The Detroit area (including parts of Detroit proper) isn't a complete
wasteland. There are a lot of people in the area that want to have a little
fun in their life, like anywhere else in the world. There's nothing wrong with
that. If they pull it off, this would attract people from all over the region
(and I'm sure far beyond), which can only be a good thing for the economy.

FWIW, I don't think they'll pull this off, especially for $145,000, but I like
that someone's trying.

------
fredley
As a British person, I can't help but worry about how they're going to make a
200 acre expanse of Detroit safe enough to play this game. Making sure that
the structures are sound, that there isn't dangerous debris around etc. The
job of clearing up alone seems like a massive undertaking.

------
tatsuke95
Cute, but completely unrealistic. Is this a middle-school project?

It's a liability waiting to happen, and I have no idea how $145,000 in capital
will get them started; try at least two orders of magnitude more. Theme parks
aren't exactly killing it nowadays.

------
antidaily
_While we like the positive developments we’re seeing in Detroit’s downtown
and along the Woodward corridor, we lamented what happened to the
neighborhoods._

This would not be a positive. The Mower Gang and urban farmers -- that's a
positive. The RoboCop statue kickstarter was at least funny; this is just
dumb.

------
arctangent
Something similar to this already happens in the UK, except it takes place in
the middle of cities rather than in abandoned areas:

<http://2.8hourslater.com/>

------
antonioevans
Sounds like a legal liability ready to happen. Ambitious, but one step on a
rusty nail and lawsuits ensue. Though I like the creativity of solving the
inner city blight.

------
laaph
Meta: For a website discussing startups, this discussion seems quite
pessimistic to me. I am not aware of all the technical difficulties, I am not
certain it will be the most fun project in the world, but I wouldn't give it
the disparaging remarks I see here. I am certain they'll have difficulties
with the local government and who knows if it will be successful, but I am in
favor of people trying strange new things.

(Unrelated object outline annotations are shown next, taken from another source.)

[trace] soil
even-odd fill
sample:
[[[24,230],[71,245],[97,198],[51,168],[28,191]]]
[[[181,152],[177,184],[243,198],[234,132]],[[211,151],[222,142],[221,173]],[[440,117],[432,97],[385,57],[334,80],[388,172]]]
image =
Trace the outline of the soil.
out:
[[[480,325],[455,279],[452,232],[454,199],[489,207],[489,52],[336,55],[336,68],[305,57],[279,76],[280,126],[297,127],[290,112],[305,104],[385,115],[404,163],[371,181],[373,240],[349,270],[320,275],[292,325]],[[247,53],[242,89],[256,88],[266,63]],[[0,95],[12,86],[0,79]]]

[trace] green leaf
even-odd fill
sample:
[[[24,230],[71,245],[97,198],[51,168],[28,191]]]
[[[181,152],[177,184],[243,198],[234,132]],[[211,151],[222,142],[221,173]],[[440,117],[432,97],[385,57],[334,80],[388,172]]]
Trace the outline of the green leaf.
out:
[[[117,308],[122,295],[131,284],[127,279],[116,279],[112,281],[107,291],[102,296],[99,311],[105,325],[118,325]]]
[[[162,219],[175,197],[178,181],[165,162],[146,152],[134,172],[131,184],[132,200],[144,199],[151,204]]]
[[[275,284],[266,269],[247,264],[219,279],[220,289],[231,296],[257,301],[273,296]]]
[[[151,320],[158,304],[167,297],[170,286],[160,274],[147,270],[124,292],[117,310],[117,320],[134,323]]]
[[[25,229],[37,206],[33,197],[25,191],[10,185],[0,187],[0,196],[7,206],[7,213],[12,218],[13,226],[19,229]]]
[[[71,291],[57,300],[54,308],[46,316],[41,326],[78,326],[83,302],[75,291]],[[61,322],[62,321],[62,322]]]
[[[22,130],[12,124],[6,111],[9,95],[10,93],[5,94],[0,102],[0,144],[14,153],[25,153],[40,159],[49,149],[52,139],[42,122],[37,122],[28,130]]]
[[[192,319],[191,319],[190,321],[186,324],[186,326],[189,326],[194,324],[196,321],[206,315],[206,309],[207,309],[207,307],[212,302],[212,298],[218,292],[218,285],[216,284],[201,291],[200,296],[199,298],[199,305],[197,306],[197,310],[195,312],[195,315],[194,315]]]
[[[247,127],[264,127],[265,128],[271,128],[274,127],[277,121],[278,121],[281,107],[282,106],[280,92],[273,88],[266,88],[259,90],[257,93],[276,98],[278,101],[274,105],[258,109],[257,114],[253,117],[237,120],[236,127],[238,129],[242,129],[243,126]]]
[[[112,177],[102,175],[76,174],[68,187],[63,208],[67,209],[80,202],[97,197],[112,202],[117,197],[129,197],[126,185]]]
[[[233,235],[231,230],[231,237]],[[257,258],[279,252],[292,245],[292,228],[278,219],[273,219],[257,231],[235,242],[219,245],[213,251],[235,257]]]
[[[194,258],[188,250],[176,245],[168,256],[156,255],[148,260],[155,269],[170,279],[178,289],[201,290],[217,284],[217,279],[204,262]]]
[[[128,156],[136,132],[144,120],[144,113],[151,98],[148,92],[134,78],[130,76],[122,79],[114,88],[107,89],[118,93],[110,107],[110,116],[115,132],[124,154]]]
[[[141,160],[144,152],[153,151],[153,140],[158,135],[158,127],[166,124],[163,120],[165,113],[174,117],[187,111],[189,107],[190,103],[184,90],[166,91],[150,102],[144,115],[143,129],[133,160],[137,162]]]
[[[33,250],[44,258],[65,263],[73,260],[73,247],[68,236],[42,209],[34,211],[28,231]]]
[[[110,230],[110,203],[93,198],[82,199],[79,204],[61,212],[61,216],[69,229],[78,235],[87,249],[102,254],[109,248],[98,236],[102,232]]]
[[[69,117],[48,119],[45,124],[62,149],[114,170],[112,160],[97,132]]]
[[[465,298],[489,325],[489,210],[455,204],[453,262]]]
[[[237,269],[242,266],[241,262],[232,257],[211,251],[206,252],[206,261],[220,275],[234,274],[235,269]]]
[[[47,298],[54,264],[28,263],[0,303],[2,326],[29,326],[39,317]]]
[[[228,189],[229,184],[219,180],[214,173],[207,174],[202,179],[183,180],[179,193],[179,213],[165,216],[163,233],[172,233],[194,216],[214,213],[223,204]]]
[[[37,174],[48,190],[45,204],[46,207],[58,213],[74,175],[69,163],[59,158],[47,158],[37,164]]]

Even if it is a "completely unrealistic ... middle school project" or a
"poorly thought out idea", the worst that could happen is that the people
trying to put this together will learn a lot, and hopefully use that
experience to try something awesome later. Considering what they are trying to
put together, they clearly think this is awesome, and in that light I'd say
it's worth the risk of doing.

<further muttering about "armchair entrepreneurs" and such would go here, but
toned down to avoid rant-type material>

Disclaimer: I'm from near Detroit. Not sure how much that changes my opinion
on this, though.

------
mikezupan
To me 90% of the fun of living out a zombie apocalypse is taking a baseball
bat to the side of a zombie's head. I don't really want to run around and hide
all night.

------
rmason
This is a poorly thought out idea. If the city took two years (after initial
opposition) to agree to a tree farm I can not imagine they'd ever get support
for this idea.

[http://online.wsj.com/article/SB1000142405270230489870457747...](http://online.wsj.com/article/SB10001424052702304898704577479090390757800.html)

What happens when someone running from 'zombies' gets injured inside one of
the buildings? Just making the structures safe for the game would run into
millions of dollars.

------
HeXetic
I can understand taking over an abandoned mall to make a "Zombie Theme Park"
like was done in the UK

<http://www.zedevents.co.uk/the-mall/>

but 200 acres is pretty big, and outdoors makes everything more complicated.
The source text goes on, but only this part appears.